TM-V is far from complete. At the moment it will match one-to-one and via shared stems. Some words, however, aren't shown as related by the lemmatizer. For example, sing and sung, while the same verb in different conjugations, are not marked as linked due to the difference in stems. Lemmatizers aren't built to detect irregular or changing stems, so it is perhaps not the best tool for mapping morphological links. For now it is an improvement on the one-to-one word matching, but I will have to further investigate the best method for proceeding.
In order generate a textmatch image with TM-V, run from the command line,
create_textmatch_image.rb -o [path] -t [path] -s [path]
--help
Usage: create_textmatch_image.rb [options], provide paths for text files and path
for where the output image should be saved, be sure to inlucde the proper file extension,
.jpg, .png, etc.

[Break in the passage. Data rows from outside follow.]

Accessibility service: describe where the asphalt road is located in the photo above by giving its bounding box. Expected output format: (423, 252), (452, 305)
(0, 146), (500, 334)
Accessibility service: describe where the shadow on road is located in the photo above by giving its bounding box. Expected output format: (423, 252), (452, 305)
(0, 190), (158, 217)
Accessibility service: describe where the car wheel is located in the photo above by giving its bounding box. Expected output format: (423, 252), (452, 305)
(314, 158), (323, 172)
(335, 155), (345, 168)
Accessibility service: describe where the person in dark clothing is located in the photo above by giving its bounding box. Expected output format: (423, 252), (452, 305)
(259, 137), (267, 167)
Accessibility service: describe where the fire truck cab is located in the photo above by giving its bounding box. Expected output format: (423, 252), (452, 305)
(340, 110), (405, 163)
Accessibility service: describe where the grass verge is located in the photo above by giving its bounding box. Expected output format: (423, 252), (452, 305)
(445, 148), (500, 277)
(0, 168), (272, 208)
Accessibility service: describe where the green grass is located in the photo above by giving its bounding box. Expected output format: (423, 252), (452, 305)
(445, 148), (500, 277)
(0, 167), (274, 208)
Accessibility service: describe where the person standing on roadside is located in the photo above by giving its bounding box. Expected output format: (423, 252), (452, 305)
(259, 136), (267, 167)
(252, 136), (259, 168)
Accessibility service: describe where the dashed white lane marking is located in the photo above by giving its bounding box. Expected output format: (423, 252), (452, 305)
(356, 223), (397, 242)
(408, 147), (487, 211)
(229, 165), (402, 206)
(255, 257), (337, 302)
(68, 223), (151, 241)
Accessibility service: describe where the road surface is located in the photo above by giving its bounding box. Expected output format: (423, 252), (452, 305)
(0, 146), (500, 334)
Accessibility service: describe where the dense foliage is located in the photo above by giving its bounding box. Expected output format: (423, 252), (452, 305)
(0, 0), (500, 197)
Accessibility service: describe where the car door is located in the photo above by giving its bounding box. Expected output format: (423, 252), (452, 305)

If no save path is provided, the image will not save.
-o, --text_one [path_to_file] Input path for first text
-t, --text_two [path_to_file] Input path for second text
-s, --save_to [path_to_save] Input the save path
The -o and -t flags are for specifying the files of the texts to be compared. If you want the image you create to be saved, provide a path with the -s flag. If no -s is included, the textmatch image will only be displayed, not saved.
As an example, I've provided two sample text files with the following exerpts of the Aeneid.
Text_1
'I sing of arms and the man, he who, exiled by fate,
first came from the coast of Troy to Italy, and to
Lavinian shores – hurled about endlessly by land and sea,
by the will of the gods, by cruel Juno’s remorseless anger,
long suffering also in war, until he founded a city
and brought his gods to Latium: from that the Latin people
came, the lords of Alba Longa, the walls of noble Rome.
Muse, tell me the cause: how was she offended in her divinity,'
Text_2
'There was an ancient city, Carthage (held by colonists from Tyre),
opposite Italy, and the far-off mouths of the Tiber,
rich in wealth, and very savage in pursuit of war.
They say Juno loved this one land above all others,
even neglecting Samos: here were her weapons
and her chariot, even then the goddess worked at,
and cherished, the idea that it should have supremacy
over the nations, if only the fates allowed.'
Comparing text_1 to itself produces the below image.
And comparing the different texts produces this image.
The black dots represent direct word matches while the red dots indicate a stem match. You can supply any other text in a .txt file and run them to compare the matching words. It is best, however, that the files not be too large, since the process is O(n^2).
- add further grammar support (irregular verb conjugations)
- add a key of matched words and positions to make the image more legible
- add Latin language grammar support
Other than the Ruby standard library, TM-V uses the Ruby-Stemmer gem, ImageMagick library and the RMagick gem.